The Centipede

Opinion: Uyghur Life in China

Gary Sun ‘22

     On Oct. 24th, a regular press briefing was hosted by Ministry of Foreign Affairs of the People’s Republic of China. The speaker, Chunying Hua, refuted the blame on Uyghur rights from a British journalist, who claimed that he had interviewed an “inmate” in Xinjiang re-education camps that said the life in the camps is “imprisonment without freedom”. Hua countered the idea, saying that if he didn’t have freedom, he would not have been able to be interviewed by the press in the first place. Hua also mentioned that the EU and UK have been in trouble with terrorist activities in Europe caused by the refugee influx. They have exactly the same training centers, and China simply took this idea and applied it in Xinjiang. Whether re-education camps perform as a prison or not should remain as a subject of debate. It is not reasonable to say that the Chinese government is abusing the human rights of Uyghurs for now, and international media has failed to perceive the issue from an unbiased perspective.

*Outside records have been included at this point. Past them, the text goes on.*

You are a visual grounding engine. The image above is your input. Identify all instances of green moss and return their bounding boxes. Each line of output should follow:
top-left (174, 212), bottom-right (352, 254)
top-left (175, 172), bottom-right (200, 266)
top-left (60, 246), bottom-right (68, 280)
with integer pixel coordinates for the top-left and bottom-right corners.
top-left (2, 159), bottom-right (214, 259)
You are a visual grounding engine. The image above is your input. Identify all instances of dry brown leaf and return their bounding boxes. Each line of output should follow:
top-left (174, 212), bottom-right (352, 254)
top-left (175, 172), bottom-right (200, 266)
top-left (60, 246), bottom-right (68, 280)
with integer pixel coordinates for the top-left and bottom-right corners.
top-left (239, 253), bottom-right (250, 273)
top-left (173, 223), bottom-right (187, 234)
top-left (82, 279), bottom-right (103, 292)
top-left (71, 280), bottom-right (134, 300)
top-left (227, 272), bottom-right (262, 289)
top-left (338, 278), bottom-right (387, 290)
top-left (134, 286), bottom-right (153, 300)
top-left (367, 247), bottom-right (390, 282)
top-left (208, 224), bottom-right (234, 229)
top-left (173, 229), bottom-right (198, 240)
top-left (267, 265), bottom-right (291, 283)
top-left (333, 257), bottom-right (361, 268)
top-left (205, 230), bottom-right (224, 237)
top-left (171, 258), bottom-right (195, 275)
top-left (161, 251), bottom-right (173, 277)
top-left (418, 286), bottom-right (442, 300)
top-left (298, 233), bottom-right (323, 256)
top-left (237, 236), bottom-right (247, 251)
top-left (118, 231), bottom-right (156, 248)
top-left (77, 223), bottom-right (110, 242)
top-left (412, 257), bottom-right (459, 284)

     Since the birth of the PRC, Uyghurs have not been in good shape with the government. Constant terrorist attacks and direct confrontations to the local authorities forced Beijing to take heavier measures in Xinjiang than anywhere else in China, such as increasing implementation of the police, army, and applying harsher security checks. Over the past two decades Chinese police have been succeeding in shutting down terrorist organizations, and what they have discovered is that the terrorists believe their god wants them to destroy any political entity that rules them, and to establish a base for “liberating” the entire world from the hand of heathens. The Chinese government found this to be an extremely dangerous belief for the local community, and has subsequently put people suspected to be religious, mainly Muslim in this case, into extreme re-education centers, aiming to depolarise them, or at least separate them from the community in case they plan terrorist attacks. The government would put felons who conducted attacks behind bars, not in the centers.

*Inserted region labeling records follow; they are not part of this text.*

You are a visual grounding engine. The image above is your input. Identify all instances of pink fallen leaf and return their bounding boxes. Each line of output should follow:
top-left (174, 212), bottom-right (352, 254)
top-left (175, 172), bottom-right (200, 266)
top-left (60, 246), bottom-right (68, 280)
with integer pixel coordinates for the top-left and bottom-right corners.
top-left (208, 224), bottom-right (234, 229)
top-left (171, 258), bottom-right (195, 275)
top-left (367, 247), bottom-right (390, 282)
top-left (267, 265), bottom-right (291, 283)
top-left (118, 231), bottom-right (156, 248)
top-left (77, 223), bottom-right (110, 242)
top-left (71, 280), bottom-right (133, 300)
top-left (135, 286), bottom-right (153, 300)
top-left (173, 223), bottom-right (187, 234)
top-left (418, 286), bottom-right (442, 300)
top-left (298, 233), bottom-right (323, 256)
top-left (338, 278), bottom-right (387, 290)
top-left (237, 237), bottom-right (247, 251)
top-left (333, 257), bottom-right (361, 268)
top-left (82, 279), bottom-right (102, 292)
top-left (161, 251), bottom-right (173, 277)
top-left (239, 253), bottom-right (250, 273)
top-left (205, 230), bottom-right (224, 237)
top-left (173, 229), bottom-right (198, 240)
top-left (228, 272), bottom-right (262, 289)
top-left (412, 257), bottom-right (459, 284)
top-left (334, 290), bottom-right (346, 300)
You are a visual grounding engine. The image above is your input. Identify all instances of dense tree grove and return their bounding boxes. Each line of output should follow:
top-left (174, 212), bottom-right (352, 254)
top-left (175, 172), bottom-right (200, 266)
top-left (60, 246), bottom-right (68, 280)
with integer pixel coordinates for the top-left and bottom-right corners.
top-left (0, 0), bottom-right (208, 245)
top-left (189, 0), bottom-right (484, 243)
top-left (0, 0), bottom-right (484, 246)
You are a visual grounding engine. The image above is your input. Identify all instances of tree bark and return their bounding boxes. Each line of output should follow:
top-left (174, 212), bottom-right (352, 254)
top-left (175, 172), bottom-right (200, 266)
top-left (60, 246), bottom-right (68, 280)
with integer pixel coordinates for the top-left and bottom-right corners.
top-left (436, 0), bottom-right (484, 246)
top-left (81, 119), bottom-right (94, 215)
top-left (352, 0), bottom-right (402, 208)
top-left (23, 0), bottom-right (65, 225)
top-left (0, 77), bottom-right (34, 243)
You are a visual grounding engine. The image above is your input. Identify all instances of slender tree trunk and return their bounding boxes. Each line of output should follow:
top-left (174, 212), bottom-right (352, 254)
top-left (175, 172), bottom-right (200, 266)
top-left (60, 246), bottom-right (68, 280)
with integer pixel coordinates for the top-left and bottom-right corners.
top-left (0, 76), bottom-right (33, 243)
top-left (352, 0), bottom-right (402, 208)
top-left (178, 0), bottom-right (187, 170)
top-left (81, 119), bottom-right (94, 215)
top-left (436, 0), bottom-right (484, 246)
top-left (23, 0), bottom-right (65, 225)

     The reasons why Uyghurs are the main population performing attacks may be their commonly low education rates and high poverty rates. Their traditional practices mostly discourage education of women unless the family only has a girl; most Uyghurs, surprisingly, refuse to apply technology in agriculture, which is a central a pillar in their lives. For example, the government tried to introduce 4G network in Xinjiang in late 2014, and thousands of Uyghurs rallied up at the capital of the province to protest the introduction since they believed that the government just wanted to steal money from them when they already had 3G. Also, when the army showed that they’d be more than happy to share tractors and planters in the 90s, now still, most of the Uyghur farmers refused to use the machines because they thought it would be humiliating their hard handiwork. Agriculture without the assistance of technology, therefore, takes away most of the time of male, disabling most of the population from focusing on education. When some extremely poor Uyghurs know that people in other parts of China live a far better life than them, they like to think that the government is oppressing them, and so the dischord roots.

     Human rights is an issue that some western media outlets has been using to criticize the opponents of their nations, such as Iraq, Russia, Iran, and China. I believe that human rights issues should be treated with extra caution and nuance because it seems that some portrayals in Western media are not entirely objective upon such issues in countries that oppose NATO, or in a more common sense, western nations. Human rights thus shouldn’t be a weapon that any political entity could use against others, because as its name indicates, it is the most fundamental rights of humans.